Though this flick is for a new generation of youth, it can’t help but nod at the previous one. Addison Rae is, herself, a social media star born on TikTok, and the ring lights and highlight poppin’ are targeting a different crowd than my own. But we’re not to be forgotten. Rachel Leigh Cook and Matthew Lillard show up in the secondary cast, with Lillard delivering my greatest dose of pure joy since use of the word “lockdown” became commonplace. But the reason for the weird hybrid of new and old is hard to decipher. The film follows many of the same beats as the original, like the list-of-losers montage, a grand prom king and queen nomination announcement, and a prom queen speech, but it otherwise doesn’t at all connect with the core of the earlier version.

There’s certainly the “kids today” of it all, as evidenced by the selection of Cameron Kweller. I thought the biggest signal of the generational divide would be the use of TikTok followers as a measure of popularity, but it really came down to an alternative skater boy being picked as the worst of the worst, the type of dude my entire generation would have lined up for.

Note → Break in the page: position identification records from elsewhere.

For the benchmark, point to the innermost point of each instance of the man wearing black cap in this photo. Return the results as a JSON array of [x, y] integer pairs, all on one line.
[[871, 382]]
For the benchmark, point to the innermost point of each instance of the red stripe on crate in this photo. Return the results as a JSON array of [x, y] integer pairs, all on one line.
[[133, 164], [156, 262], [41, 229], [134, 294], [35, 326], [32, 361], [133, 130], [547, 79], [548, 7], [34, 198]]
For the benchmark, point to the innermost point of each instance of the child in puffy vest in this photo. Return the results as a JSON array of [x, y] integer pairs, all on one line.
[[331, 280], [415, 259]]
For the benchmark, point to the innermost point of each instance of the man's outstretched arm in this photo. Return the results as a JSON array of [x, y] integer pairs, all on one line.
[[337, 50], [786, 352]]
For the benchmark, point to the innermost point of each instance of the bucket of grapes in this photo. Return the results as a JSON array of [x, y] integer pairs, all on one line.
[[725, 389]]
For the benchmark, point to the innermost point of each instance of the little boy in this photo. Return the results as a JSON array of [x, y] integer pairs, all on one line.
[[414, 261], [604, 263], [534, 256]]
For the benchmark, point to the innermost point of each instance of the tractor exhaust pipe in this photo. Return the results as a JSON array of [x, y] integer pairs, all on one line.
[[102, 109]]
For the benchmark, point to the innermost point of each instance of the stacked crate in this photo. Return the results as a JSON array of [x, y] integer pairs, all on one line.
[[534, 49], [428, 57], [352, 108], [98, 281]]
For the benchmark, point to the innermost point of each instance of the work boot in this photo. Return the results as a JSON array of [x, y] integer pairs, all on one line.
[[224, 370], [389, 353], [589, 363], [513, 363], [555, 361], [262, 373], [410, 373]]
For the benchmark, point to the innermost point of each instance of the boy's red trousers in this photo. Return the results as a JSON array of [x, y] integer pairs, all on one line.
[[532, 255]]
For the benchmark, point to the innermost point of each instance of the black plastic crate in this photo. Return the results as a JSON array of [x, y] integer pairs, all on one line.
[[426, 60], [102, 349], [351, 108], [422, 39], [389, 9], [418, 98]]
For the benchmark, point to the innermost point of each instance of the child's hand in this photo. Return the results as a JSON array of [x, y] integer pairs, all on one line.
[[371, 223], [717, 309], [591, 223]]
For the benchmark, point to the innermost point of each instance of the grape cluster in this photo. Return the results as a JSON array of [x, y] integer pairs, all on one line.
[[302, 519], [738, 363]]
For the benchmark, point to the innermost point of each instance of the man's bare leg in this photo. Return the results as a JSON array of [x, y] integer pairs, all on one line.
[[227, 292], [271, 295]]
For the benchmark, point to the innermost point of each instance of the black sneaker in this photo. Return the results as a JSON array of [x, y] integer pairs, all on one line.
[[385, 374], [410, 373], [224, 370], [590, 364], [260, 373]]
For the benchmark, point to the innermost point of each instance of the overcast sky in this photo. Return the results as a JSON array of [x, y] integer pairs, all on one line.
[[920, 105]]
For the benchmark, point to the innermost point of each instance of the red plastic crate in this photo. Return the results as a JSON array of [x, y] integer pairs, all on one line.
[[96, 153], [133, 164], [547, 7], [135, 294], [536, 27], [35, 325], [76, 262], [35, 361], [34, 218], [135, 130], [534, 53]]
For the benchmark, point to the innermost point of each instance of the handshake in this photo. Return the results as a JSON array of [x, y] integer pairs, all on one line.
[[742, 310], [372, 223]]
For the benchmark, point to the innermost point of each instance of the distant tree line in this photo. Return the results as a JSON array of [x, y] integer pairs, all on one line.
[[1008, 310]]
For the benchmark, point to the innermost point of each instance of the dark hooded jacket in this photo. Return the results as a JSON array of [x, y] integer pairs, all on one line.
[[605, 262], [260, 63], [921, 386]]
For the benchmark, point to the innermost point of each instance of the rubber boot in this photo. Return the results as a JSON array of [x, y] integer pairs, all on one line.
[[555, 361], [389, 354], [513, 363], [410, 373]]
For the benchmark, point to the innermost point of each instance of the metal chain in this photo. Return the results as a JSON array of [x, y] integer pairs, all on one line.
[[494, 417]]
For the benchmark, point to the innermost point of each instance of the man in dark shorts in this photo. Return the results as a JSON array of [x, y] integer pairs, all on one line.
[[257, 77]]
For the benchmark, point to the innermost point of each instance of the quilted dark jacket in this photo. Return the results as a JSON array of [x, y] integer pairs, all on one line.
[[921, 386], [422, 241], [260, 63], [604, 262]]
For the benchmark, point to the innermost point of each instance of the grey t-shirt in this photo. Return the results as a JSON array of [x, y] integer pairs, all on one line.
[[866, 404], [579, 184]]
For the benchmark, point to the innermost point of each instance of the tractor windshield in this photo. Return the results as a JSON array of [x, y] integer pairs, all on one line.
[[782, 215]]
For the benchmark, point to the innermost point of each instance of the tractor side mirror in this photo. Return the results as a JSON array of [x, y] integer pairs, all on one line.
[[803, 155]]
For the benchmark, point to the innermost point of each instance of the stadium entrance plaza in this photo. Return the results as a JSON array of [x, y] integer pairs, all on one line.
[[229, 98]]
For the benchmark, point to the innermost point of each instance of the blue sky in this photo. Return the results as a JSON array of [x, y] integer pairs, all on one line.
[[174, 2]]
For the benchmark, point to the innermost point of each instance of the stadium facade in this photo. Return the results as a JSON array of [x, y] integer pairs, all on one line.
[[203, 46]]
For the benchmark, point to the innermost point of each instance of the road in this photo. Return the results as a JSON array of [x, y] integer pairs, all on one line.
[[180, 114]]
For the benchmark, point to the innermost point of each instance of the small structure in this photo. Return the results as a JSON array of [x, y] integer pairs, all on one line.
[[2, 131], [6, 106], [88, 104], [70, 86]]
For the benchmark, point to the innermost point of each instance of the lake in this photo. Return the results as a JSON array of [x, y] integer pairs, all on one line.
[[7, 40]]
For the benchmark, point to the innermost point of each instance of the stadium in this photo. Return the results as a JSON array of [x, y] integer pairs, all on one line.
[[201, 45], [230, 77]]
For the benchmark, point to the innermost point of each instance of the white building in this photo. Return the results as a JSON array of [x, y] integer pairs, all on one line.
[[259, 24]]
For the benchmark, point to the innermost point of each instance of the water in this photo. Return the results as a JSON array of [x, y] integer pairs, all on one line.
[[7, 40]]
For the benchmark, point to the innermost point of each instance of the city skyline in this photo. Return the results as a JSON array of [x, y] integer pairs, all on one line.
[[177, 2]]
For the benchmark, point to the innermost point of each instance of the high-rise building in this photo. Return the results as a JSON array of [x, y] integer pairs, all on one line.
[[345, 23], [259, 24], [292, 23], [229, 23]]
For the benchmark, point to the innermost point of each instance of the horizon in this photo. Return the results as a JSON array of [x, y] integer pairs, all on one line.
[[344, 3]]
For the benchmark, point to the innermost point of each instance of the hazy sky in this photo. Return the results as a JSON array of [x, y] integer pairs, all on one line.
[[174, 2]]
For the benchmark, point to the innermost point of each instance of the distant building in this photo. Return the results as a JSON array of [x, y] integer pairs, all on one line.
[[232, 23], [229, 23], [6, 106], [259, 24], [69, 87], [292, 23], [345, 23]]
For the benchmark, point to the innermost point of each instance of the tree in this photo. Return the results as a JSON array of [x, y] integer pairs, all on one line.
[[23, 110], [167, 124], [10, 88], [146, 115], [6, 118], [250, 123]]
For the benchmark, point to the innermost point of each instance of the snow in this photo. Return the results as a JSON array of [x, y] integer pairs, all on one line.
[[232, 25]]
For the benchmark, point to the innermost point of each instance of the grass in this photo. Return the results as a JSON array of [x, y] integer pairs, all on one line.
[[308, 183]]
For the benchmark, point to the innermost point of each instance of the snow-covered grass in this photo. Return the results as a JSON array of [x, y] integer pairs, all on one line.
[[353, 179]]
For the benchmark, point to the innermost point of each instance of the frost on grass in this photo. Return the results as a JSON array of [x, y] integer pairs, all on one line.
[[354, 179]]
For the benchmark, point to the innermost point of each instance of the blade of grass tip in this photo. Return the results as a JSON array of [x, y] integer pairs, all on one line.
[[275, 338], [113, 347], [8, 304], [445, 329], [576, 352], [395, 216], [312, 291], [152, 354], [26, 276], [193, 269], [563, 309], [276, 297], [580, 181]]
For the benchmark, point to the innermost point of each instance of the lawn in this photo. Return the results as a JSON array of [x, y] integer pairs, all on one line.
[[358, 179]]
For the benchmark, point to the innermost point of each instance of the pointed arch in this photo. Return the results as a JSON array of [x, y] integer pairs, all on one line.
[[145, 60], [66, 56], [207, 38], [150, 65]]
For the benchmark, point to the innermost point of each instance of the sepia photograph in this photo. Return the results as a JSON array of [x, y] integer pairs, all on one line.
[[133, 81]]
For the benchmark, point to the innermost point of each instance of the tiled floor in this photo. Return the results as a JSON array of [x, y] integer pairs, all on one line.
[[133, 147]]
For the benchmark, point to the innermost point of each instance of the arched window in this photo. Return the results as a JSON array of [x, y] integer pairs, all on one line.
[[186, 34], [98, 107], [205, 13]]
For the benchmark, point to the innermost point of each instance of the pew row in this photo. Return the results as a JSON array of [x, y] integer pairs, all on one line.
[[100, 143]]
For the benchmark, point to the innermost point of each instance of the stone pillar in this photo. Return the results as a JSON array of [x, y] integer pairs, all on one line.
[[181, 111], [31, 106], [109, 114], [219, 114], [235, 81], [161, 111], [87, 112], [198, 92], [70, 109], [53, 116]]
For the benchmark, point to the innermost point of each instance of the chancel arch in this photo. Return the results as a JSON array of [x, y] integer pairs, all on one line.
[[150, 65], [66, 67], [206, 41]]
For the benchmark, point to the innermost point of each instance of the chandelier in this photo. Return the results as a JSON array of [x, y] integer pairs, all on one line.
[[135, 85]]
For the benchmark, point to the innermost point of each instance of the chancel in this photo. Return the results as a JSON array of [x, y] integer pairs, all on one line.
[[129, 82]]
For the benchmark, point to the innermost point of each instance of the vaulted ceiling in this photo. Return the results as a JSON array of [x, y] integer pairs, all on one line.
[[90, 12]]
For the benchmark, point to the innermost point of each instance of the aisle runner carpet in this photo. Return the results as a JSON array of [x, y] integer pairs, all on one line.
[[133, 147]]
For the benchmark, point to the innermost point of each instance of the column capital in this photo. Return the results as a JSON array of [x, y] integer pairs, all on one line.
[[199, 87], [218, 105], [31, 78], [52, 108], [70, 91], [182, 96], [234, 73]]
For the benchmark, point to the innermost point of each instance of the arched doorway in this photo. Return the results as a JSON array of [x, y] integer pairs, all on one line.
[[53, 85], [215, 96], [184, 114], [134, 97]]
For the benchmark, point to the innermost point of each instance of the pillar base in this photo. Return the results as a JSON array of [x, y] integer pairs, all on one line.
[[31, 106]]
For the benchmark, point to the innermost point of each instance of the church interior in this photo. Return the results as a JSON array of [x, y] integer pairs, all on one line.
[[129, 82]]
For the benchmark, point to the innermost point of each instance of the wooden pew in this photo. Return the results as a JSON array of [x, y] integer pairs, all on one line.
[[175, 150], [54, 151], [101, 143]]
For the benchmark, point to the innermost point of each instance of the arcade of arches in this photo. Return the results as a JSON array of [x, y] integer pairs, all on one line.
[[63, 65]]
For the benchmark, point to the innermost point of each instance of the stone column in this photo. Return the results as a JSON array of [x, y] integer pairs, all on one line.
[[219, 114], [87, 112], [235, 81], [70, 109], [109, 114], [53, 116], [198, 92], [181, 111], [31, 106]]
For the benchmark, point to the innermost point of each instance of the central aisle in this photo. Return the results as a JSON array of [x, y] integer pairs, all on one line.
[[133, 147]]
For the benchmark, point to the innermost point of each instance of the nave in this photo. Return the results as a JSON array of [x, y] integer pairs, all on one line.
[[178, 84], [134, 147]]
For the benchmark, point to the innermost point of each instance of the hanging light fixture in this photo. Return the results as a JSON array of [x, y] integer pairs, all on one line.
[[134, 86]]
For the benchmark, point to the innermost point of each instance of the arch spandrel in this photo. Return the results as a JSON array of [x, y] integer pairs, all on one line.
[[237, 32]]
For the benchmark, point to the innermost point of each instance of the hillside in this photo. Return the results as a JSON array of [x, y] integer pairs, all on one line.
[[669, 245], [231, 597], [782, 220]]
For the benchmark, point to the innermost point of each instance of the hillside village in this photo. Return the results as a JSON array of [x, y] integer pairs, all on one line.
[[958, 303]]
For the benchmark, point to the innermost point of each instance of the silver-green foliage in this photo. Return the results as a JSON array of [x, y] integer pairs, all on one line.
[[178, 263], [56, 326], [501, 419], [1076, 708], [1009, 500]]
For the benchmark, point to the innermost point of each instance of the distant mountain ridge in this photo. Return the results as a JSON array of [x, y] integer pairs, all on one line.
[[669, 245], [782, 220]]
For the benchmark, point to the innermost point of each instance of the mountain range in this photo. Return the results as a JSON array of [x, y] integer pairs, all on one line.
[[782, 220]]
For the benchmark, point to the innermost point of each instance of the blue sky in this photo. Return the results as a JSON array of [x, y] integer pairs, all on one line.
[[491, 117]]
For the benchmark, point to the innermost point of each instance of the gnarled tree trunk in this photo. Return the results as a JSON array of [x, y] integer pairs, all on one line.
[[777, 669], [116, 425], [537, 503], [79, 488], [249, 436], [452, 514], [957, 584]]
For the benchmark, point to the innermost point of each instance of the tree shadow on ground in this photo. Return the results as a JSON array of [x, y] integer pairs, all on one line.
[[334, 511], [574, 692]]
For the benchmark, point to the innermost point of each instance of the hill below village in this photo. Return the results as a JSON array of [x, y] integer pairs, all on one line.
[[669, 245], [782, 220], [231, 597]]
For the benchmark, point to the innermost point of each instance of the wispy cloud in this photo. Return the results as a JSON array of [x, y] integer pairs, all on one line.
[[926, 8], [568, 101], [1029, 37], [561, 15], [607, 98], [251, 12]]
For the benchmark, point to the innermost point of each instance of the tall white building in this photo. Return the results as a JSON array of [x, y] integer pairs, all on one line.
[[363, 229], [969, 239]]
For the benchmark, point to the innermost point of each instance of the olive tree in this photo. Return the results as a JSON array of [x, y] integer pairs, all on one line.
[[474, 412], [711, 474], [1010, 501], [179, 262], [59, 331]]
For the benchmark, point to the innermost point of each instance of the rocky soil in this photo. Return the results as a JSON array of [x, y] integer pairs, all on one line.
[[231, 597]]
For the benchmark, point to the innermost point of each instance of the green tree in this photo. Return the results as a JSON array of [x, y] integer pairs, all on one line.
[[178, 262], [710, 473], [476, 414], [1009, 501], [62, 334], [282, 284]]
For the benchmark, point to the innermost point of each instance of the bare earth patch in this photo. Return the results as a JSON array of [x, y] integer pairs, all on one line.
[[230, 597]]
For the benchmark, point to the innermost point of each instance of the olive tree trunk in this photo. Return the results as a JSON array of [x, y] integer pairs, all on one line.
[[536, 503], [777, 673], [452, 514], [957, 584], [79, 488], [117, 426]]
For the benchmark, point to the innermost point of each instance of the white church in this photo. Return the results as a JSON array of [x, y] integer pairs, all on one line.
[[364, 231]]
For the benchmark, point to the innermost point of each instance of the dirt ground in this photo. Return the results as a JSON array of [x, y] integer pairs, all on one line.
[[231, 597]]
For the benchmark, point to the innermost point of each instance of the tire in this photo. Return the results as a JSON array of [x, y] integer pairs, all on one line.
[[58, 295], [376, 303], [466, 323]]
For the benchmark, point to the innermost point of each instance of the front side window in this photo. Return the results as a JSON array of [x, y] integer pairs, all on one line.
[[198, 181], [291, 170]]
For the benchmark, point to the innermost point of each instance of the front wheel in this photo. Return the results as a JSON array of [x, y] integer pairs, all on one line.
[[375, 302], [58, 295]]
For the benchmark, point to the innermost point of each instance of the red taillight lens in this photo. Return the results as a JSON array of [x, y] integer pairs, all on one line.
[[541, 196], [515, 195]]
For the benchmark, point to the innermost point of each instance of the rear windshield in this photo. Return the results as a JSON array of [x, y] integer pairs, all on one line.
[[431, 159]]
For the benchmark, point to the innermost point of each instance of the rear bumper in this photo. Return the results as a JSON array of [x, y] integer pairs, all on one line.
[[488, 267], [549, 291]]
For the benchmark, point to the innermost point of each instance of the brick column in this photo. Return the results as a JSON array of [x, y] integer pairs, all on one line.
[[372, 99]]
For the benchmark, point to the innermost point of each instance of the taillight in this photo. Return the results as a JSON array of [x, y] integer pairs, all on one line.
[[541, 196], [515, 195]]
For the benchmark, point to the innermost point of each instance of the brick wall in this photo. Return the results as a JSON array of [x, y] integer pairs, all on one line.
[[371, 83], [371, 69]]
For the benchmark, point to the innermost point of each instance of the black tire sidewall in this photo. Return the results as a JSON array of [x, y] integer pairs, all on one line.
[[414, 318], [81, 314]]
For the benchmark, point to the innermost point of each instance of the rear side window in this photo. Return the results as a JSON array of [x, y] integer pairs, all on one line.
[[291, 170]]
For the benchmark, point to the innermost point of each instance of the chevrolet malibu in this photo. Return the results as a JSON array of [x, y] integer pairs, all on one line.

There are few other things to poke fun at, like a product placement situation that’s beyond satire, and the robbing us of the quirky dad character we deserve. There’s the expected prom dance scene that could really benefit from the cut-aways to story moments we can usually expect because whew, it’s hard to stare at that disaster for that long.

So what do we make of a hollow retelling of a childhood favorite? Not much. He’s All That is much more of a showcase of shiny houses and well-groomed eyebrows than it is a tale of young people coming into their own. While it has a couple fun beats and a striking color palette, this teen flick is a shallow showcasing of dance scenes, musical numbers, and close ups of branded snacks that feel like a book report on Shakespeare by a kid who read the Wikipedia entry and presented it while wearing a lot of lip gloss.

He’s All That is streaming on Netflix as of August 27, 2011.